Discovery of potential cholesterol esterase inhibitors using in silico docking studies

  • Thirumalaisamy Sivashanmugam Department of Pharmacology, College of Pharmacy, Sri Ramakrishna Institute of Paramedical Sciences, Coimbatore, Tamil Nadu, India
  • Soundararajan Muthukrishnan Department of Pharmacology, Sankaralingam Bhuvaneshwari College of Pharmacy, Sivakasi, Tamil Nadu, India.
  • Muthuswamy Umamaheswari Department of Pharmacology, College of Pharmacy, Sri Ramakrishna Institute of Paramedical Sciences, Coimbatore, Tamil Nadu, India
  • Kuppusamy Asokkumar Department of Pharmacology, College of Pharmacy, Sri Ramakrishna Institute of Paramedical Sciences, Coimbatore, Tamil Nadu, India
  • Varadharajan Subhadradevi Department of Pharmacology, College of Pharmacy, Sri Ramakrishna Institute of Paramedical Sciences, Coimbatore, Tamil Nadu, India
  • Puliyath Jagannath Department of Pharmacology, College of Pharmacy, Sri Ramakrishna Institute of Paramedical Sciences, Coimbatore, Tamil Nadu, India
  • Arumugam Madeswaran 1Department of Pharmacology, College of Pharmacy, Sri Ramakrishna Institute of Paramedical Sciences, Coimbatore, Tamil Nadu, India
Keywords: Cholesterol Esterase, Flavonoids, Binding energy, Inhibition constant, Dockingstudies, AutoDock Tools
DOI: 10.3329/bjp.v8i3.14521

Abstract

New drug discovery is considered broadly in terms of two kinds of investigational activities such as exploration and exploitation. This study deals with the evaluation of the cholesterol esterase inhibitory activity of flavonoids apigenin, biochanin, curcumin, diosmetin, epipervilline, glycitein, okanin, rhamnazin and tangeritin using in silico docking studies. In silico docking studies were carried out using AutoDock 4.2, based on the Lamarckian genetic algorithm principle. The results showed that all the selected flavonoids showed binding energy ranging between -7.1 kcal/mol to -5.6 kcal/mol when compared with that of the standard compound gallic acid (-4.1 kcal/mol). Intermolecular energy (-9.1 kcal/mol to -7.1 kcal/mol) and inhibition constant (6.5 µM to 73.2 µM) of the ligands also coincide with the binding energy. All the selected flavonoids contributed cholesterol esterase inhibitory activity, these molecular docking analyses could lead to the further development of potent cholesterol esterase inhibitors for the treatment of obesity

Introduction

Obesity is becoming one of the greatest threats to global health in this millennium, with more than 1 billion overweight adults and of those, at least 300 million are clinically obese. The obesity market reached US$ 3.7 billion by 2008 and has been predicted to reach US$ 6.1 billion by 2015. The mushrooming market for these drugs and the vast sum of money at stake guarantee that research in this therapeutic area will not slow down within the predictable (Birari and Bhutani, 2007). Obesity is resulting from an energy imbalance caused by increased ratio of caloric intake to energy expenditure and the excess body fats thus formed are stored in body. Obesity is also known to be risk factor for the development of metabolic disorders, dyslipidemia and atherosclerosis and type-2 diabetes. In recent years, there has been a great increase in the use of herbal medicines for the treatment of obesity (Ramgopal et al., 2010). Overweight and obesity are the fifth leading risk for global deaths. At least 2.8 million adults die each year as a result of being overweight or obese (Barness et al., 2007)
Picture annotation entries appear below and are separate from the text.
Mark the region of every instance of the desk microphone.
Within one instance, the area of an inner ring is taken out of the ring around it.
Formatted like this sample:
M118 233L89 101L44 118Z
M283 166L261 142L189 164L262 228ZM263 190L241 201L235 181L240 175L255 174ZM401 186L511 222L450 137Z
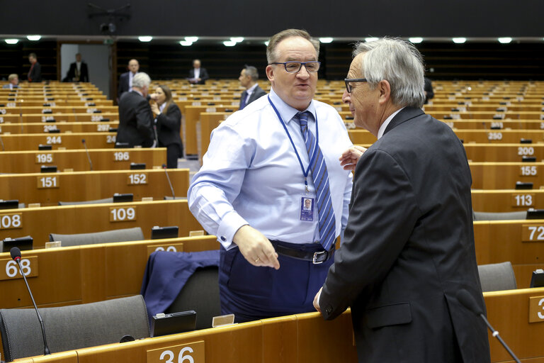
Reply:
M166 164L163 164L162 168L164 169L164 174L166 174L166 179L168 179L168 184L170 185L170 191L172 192L172 199L175 199L176 196L174 194L174 188L172 188L172 183L170 182L170 177L168 176L168 172L166 171Z
M87 144L85 143L85 139L81 139L83 146L85 147L85 152L87 153L87 160L89 160L89 167L91 168L91 171L93 171L93 163L91 161L91 156L89 155L89 149L87 149Z
M500 335L499 335L499 332L493 329L493 327L491 326L491 324L489 324L489 322L487 320L487 319L485 318L485 315L482 312L482 309L480 308L478 305L476 303L476 301L474 300L474 298L468 294L468 291L465 290L464 289L459 290L459 291L457 293L457 298L459 300L459 302L463 304L463 306L467 308L468 310L476 314L477 315L482 318L482 319L485 323L485 325L487 325L487 328L489 328L489 330L491 330L492 335L495 337L497 339L499 340L499 341L501 342L503 347L504 347L504 349L506 350L506 352L509 352L509 354L514 358L514 359L518 363L521 363L519 362L519 359L517 357L516 357L516 354L514 354L514 352L512 352L508 345L506 345L506 343L504 342L504 341L502 340Z
M50 354L51 352L50 352L49 347L47 347L47 340L45 339L45 328L43 327L43 319L42 319L42 315L40 315L40 311L38 311L38 307L36 306L36 302L34 301L34 296L32 296L30 286L28 286L28 282L26 281L26 277L25 276L25 274L23 273L23 269L21 267L21 250L19 250L19 247L11 247L10 254L11 255L11 258L13 259L13 261L17 262L17 264L19 266L19 272L23 276L23 279L25 280L25 284L26 284L26 289L28 290L28 294L30 294L32 303L34 305L34 309L36 311L36 314L38 315L38 320L40 320L40 325L42 327L42 336L43 337L43 354Z

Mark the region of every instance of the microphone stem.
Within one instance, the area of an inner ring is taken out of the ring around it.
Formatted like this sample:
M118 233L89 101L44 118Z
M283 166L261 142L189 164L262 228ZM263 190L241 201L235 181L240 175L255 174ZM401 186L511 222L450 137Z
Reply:
M40 325L42 328L42 337L43 337L43 354L47 355L50 354L51 352L49 350L49 347L47 347L47 341L45 339L45 328L43 325L43 319L42 319L42 315L40 314L40 311L38 310L38 306L36 306L36 302L34 301L34 296L32 296L32 291L30 291L30 286L28 286L28 281L26 281L26 277L25 276L25 274L23 272L23 268L21 267L21 259L17 259L17 264L19 267L19 272L21 272L21 276L23 277L23 279L25 280L25 284L26 284L26 289L28 290L28 294L30 295L30 300L32 300L32 303L34 305L34 309L36 311L36 314L38 315L38 320L40 321Z

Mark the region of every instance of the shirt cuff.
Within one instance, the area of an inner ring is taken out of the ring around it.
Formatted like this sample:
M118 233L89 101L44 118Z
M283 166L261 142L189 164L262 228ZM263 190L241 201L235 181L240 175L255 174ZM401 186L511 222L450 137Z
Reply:
M228 250L232 246L232 238L240 227L249 225L247 221L242 218L239 214L232 211L223 217L221 223L217 228L217 240Z

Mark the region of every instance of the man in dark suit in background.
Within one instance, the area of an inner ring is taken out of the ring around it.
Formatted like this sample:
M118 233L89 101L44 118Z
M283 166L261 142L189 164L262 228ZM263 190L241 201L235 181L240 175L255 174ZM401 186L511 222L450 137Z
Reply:
M210 78L205 68L200 67L200 60L193 61L193 69L189 71L189 83L193 84L204 84L206 79Z
M343 155L349 218L314 306L327 320L351 307L361 362L489 362L485 325L458 298L466 290L485 311L463 145L421 109L415 47L380 39L354 55L343 99L378 141Z
M70 64L70 69L66 75L66 82L88 82L89 67L87 64L81 62L81 54L76 55L76 61Z
M246 87L246 90L242 92L240 96L241 110L261 96L266 94L266 92L257 84L257 79L259 79L259 72L254 67L246 65L242 69L238 80L240 81L240 84Z
M134 76L132 88L119 100L119 128L116 143L128 146L154 146L153 114L147 99L151 79L146 73Z
M28 55L28 62L30 62L30 69L28 71L28 82L33 83L42 82L42 66L38 62L36 53Z
M123 93L129 91L132 87L132 79L140 70L140 63L136 60L130 60L128 62L128 72L126 72L119 77L119 86L117 90L117 97L120 99Z

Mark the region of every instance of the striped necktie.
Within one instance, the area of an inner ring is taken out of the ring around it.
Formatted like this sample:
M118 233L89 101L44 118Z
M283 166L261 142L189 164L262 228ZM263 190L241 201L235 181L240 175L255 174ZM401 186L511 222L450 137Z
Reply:
M308 111L298 114L300 123L300 130L306 143L306 150L308 156L312 158L314 150L317 147L314 162L310 166L312 177L314 179L315 193L317 194L317 211L319 213L319 236L320 242L325 250L328 251L336 238L336 222L334 218L334 211L332 208L331 191L329 188L329 173L327 172L327 165L319 146L316 145L315 136L308 130Z

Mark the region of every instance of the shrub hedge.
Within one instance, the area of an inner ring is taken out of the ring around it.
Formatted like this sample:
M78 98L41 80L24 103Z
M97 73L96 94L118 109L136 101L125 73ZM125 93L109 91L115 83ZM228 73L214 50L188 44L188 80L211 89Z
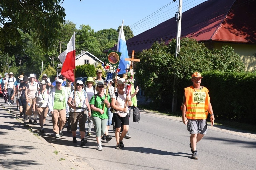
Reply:
M218 119L255 124L256 73L243 72L201 73L201 85L209 90L213 112ZM192 84L191 76L179 86L178 104L181 105L184 88Z

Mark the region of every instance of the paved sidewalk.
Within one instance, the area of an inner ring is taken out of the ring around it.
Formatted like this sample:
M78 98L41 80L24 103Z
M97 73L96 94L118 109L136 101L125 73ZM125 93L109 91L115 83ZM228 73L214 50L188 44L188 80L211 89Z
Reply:
M72 158L62 154L35 132L32 126L35 125L25 127L16 110L16 103L8 106L4 102L0 99L0 169L82 169L73 163ZM39 123L36 126L38 129ZM56 140L53 135L48 138ZM56 151L58 153L54 153Z

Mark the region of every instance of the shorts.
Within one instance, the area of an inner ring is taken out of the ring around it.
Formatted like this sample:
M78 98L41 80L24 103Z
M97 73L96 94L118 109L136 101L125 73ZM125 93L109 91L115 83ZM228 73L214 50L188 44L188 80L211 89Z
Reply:
M200 133L206 134L207 125L205 119L188 119L187 130L190 134Z
M69 112L69 117L71 120L71 131L76 131L77 124L79 125L79 132L85 132L85 123L87 120L86 111L80 112Z
M113 117L115 121L115 124L116 128L120 128L122 125L129 125L129 117L128 113L124 117L122 117L119 116L117 113L114 113Z

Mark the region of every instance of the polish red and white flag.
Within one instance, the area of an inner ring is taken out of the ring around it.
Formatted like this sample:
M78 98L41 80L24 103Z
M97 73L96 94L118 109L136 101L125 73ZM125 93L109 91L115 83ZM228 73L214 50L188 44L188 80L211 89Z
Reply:
M75 81L73 70L75 69L75 33L67 45L67 50L59 55L63 65L61 75L72 82Z

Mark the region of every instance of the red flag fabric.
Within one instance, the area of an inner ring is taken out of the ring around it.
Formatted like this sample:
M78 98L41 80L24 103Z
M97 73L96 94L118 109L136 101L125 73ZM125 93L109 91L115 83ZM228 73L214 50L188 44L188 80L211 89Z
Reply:
M61 74L69 80L75 81L73 70L75 69L75 33L67 45L67 50L59 55L63 64Z

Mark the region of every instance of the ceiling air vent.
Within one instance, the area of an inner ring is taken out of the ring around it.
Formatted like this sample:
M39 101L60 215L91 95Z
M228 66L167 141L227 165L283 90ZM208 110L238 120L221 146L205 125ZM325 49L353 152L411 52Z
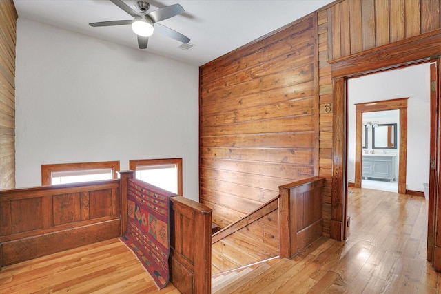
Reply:
M182 45L178 48L182 49L183 50L188 51L194 46L196 46L196 45L194 44L190 44L189 43L183 43Z

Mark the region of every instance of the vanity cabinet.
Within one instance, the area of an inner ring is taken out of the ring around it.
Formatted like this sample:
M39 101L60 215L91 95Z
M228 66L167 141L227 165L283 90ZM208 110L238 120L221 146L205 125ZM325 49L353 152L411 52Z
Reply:
M396 180L396 155L363 154L362 178Z

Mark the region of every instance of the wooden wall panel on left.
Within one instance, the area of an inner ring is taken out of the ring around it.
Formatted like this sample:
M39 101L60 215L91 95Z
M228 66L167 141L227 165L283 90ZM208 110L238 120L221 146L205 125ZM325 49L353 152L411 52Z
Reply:
M15 41L12 0L0 1L0 189L15 187Z

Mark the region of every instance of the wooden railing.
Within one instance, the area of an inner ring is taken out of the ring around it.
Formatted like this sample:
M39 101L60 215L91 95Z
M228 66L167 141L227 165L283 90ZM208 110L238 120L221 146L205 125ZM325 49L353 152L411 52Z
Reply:
M173 197L170 231L170 281L183 293L212 289L212 209Z
M119 180L0 191L0 266L118 237Z
M220 231L213 234L212 238L212 244L219 241L225 237L234 233L234 232L239 231L240 229L252 224L255 221L260 219L261 218L267 216L278 209L278 196L268 201L257 209L250 212L243 218L236 222L225 227ZM265 232L263 232L265 234Z
M133 173L0 191L0 267L124 234ZM182 196L170 199L170 281L183 293L209 293L212 209Z
M322 235L324 182L314 177L279 187L280 258L291 258Z
M127 181L133 171L120 171L122 233L127 229ZM209 293L212 288L212 209L182 196L172 197L170 282L182 293Z

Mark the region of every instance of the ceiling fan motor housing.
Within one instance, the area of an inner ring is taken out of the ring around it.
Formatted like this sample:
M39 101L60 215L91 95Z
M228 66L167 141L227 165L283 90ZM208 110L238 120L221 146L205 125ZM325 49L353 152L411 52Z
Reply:
M145 12L150 8L150 4L145 1L135 1L135 6L139 8L143 12Z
Pancreatic cholesterol esterase (CEase) is secreted from vertebrate pancreas into the intestinal track and activated by primary bile salts. It is present in few mammals including humans (John et al., 2010). CEase belongs to α/ß-hydrolase fold family. The active site includes both the catalytic triad (Ser-194, Asp-320, His-435) and oxyanion hole (Gly-107, Ala-108, Ala-195) residues (John et al., 2010). CEase catalyzes the hydrolys is of sterol esters into their component sterols and fatty acids. It is responsible for the hydrolysis of various substrates including dietary cholesterol esters, fat-soluble vitamins, triglycerides, and phospholipids. Flavonoids are widespread phytochemical constituents present in plants and they contribute the flavor and color of fruits and vegetables. They are 15 carbons of 2 phenolic rings connected by a 3-carbon unit and grouped according to presence of various functional groups on the rings and the degree of ring saturation (Whittern et al., 1984). They are usually attached with sugars moiety to increase their water-solubility. Most of the flavonoids are known to possess various pharmacological activities, such as anti-inflammatory activity (Funakoshi et al., 2011), neuroprotective effects (Datla et al., 2001), antibacterial (Martini et al., 2001; Kil et al., 2012), antioxidant (Pande, 2004), antiproliferative (Harinantenaina et al., 2010), cytostatic effect (Androutsopoulos et al., 2012), and antiviral (Chen et al., 2010).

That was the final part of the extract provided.